Sir Sydney illustrated his talk with some video sequences taken at the concerts, the first of which was of Julie Andrews introducing Filmharmonic 74, followed by Toot,Toot, Tootsie, Goodbye and Mammyconducted by Ronnie Aldrich.

From the 1970 show we enjoyed the theme from Love Story conducted by its composer Francis Lai.

The final film sequence was of Henry Mancini. He opened with Moon River and was then featured at the piano in Charade, Dear Heart, The Sweetheart Tree, Days of Wine and Roses and concluding with a reprise of Moon River. The film sequences were a little jumpy in places, but it was wonderful that they existed at all, so they were much appreciated by everyone, as was Sir Sydney's very professional presentation.

Before taking our second break, we had the raffle, during which Sir Sydney was assisted by John Gregory's daughter. 


We returned to our seats to the strains of The Best Things in Life are Free conducted by Robert Farnon.

Robert Habermann then came to the top table to talk to us about the recently deceased Edna Kaye and her husband, Stanley Black. We watched a short film sequence of Edna Kaye singing. She had worked with Carroll Gibbons whose orchestra was accompanying her in Darling. This was followed by Cole Porter's You'd we so nice to come home to.

Robert told us that Edna married Soloman Schwarz - whom we know better as Stanley Black. Stanley worked with a number of different bands over the years, and joined the Harry Roy band in 1936.

We then listened to Honeysuckle Rose which featured Coleman Hawkins with Stanley at the piano.

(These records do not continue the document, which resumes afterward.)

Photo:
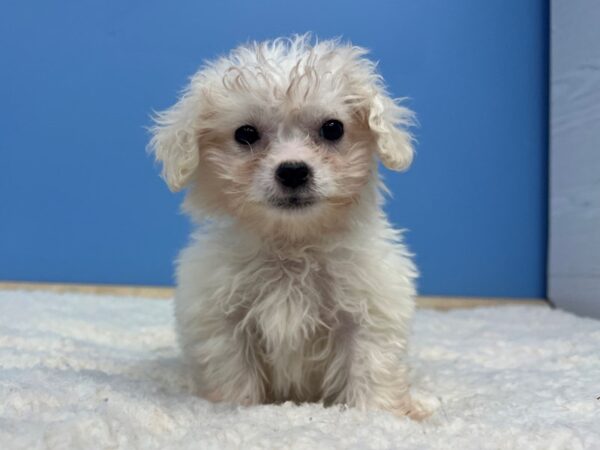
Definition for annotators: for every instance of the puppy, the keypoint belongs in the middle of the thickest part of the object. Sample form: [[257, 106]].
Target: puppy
[[295, 287]]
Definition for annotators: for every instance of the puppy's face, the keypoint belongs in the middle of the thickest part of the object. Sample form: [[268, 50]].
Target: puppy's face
[[282, 135]]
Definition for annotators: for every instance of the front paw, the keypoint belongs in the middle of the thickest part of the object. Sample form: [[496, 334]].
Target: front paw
[[418, 406]]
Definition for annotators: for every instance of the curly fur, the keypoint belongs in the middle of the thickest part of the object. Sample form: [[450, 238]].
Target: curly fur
[[304, 305]]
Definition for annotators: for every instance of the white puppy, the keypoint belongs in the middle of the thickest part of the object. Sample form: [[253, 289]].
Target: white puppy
[[295, 286]]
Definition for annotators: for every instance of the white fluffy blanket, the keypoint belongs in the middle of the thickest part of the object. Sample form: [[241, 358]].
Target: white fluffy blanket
[[82, 371]]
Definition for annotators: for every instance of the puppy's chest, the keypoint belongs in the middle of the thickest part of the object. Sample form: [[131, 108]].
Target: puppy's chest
[[287, 303]]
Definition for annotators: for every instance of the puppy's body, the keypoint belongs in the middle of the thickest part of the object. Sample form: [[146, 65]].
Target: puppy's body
[[298, 288]]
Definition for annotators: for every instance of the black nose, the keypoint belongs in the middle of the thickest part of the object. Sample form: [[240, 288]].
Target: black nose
[[293, 174]]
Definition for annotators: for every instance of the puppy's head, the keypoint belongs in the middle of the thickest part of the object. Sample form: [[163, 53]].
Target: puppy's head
[[282, 134]]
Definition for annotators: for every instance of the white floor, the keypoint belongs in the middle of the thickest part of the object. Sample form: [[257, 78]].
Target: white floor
[[81, 371]]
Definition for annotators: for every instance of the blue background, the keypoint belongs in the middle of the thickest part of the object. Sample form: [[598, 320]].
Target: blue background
[[81, 201]]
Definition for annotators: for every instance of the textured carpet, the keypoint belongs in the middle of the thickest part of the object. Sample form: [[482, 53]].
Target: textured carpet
[[81, 371]]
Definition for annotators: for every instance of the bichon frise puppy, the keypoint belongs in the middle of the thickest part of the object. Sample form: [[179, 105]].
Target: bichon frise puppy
[[295, 286]]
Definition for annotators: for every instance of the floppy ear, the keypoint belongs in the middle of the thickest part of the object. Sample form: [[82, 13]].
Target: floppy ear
[[389, 123], [175, 140]]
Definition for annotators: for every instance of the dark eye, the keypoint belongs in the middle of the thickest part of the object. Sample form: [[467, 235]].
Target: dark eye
[[247, 135], [332, 130]]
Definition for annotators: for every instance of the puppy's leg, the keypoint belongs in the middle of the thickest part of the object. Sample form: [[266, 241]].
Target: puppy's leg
[[372, 373], [226, 367]]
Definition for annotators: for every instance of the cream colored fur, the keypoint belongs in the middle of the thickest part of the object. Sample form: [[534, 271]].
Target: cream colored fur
[[304, 305]]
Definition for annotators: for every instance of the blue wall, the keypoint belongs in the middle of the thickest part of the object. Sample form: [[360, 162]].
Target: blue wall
[[80, 201]]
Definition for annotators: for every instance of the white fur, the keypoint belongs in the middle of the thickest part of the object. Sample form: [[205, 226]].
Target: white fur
[[310, 305]]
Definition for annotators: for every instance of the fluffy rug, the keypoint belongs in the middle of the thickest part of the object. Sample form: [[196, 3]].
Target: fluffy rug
[[81, 371]]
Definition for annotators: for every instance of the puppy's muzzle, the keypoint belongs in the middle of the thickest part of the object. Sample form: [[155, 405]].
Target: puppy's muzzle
[[293, 175]]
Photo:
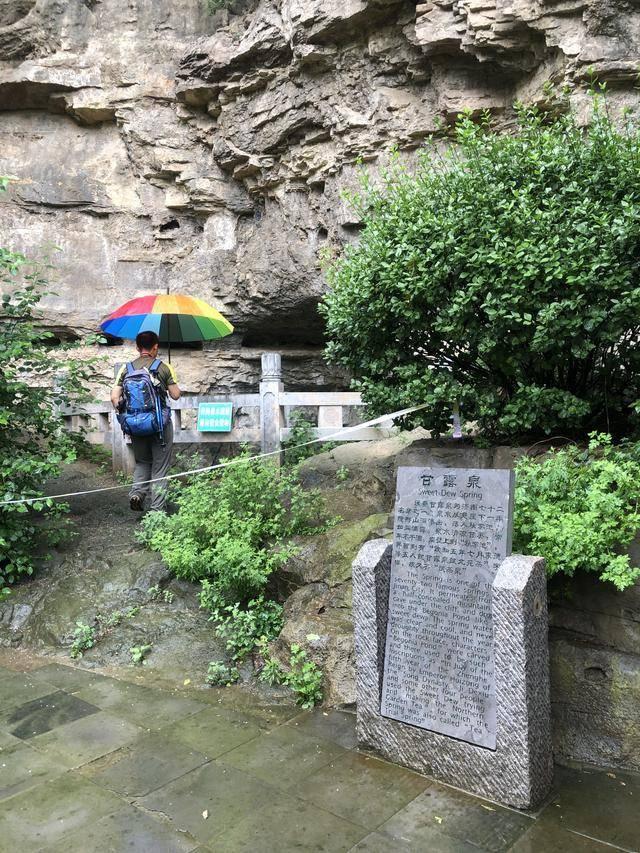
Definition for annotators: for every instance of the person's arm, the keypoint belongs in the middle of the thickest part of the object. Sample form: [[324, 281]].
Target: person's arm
[[173, 389], [116, 396], [116, 391]]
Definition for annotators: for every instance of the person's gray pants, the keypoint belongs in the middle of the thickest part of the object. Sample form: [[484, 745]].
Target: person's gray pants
[[152, 462]]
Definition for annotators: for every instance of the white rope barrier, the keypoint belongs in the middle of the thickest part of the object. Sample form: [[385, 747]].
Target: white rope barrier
[[237, 461]]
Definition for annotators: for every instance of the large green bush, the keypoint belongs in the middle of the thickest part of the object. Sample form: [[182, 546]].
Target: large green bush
[[233, 526], [580, 509], [502, 275], [33, 442]]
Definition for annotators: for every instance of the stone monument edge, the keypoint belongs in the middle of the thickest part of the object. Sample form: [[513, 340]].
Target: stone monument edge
[[519, 772]]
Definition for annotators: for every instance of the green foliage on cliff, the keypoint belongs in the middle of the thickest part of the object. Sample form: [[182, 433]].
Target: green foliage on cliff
[[33, 442], [502, 275], [233, 527], [580, 509]]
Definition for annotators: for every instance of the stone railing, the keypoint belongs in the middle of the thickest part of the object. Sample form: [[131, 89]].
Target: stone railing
[[258, 419]]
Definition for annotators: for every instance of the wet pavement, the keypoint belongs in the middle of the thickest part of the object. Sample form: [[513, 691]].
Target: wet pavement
[[90, 764]]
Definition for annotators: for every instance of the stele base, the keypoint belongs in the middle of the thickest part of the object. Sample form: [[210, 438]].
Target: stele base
[[519, 771]]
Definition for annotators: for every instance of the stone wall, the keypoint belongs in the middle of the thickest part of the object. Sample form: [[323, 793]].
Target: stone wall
[[159, 146]]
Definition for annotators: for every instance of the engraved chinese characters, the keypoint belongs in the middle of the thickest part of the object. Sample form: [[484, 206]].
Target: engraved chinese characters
[[452, 531]]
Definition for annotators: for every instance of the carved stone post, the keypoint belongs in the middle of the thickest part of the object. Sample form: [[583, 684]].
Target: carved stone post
[[271, 419]]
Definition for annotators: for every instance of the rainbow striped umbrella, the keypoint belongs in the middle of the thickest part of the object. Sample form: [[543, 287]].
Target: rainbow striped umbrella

As those of us who are familiar with Stanley Black's music will be aware, he had a great love of Latin-American music, so by way of example, we listened to his recording of the Mexican Hat Dance from his LP 'Caribbean Carnival.'

This was followed by an excerpt from 'Friday Night is Music Night - The Nearness of You, featuring the trombone of Chris Smith with the BBC Concert Orchestra conducted by Stanley Black. In the final item in this sequence, Stanley accompanied Caterina Valente in Goodbye my Love. 

Albert returned to talk about Richard Rodney Bennett, who had recently died. He played us Nicola's Theme (from 'Tender is the Night'). It so happens that John Wilson made one album with Richard Rodney Bennett, from which we heard Love. Then, perhaps inevitably, we were treated to an excerpt from the film 'Murder on the Orient Express', incorporating the famous waltz - which Bennett considered to be the best tune that he had ever written!

After listening to Robert Farnon conducting The Trolley Song from the film 'Meet Me at St. Louis' Tony reminded members of our final meeting on 13th October, when our guests will be The Aspidistra Drawing Room Orchestra.

Albert informed us that, sadly, Ralph Harvey (one of our members) had suffered a stroke, and expressed our wishes for his speedy recovery.

We played out with Robert Farnon's Melody Fair.

I should make the point that although this was the penultimate London meeting of the Robert Farnon Society, it does NOT have to mean the end of musical meetings of the little community that has developed over the years. Indeed, plans are in hand to continue with two London meetings a year under the auspices of a new group, affiliated to the 'Light Music Society' at a different, but equally suitable central London venue. 

This report appeared in the August 2013 issue of ‘Journal Into Melody’.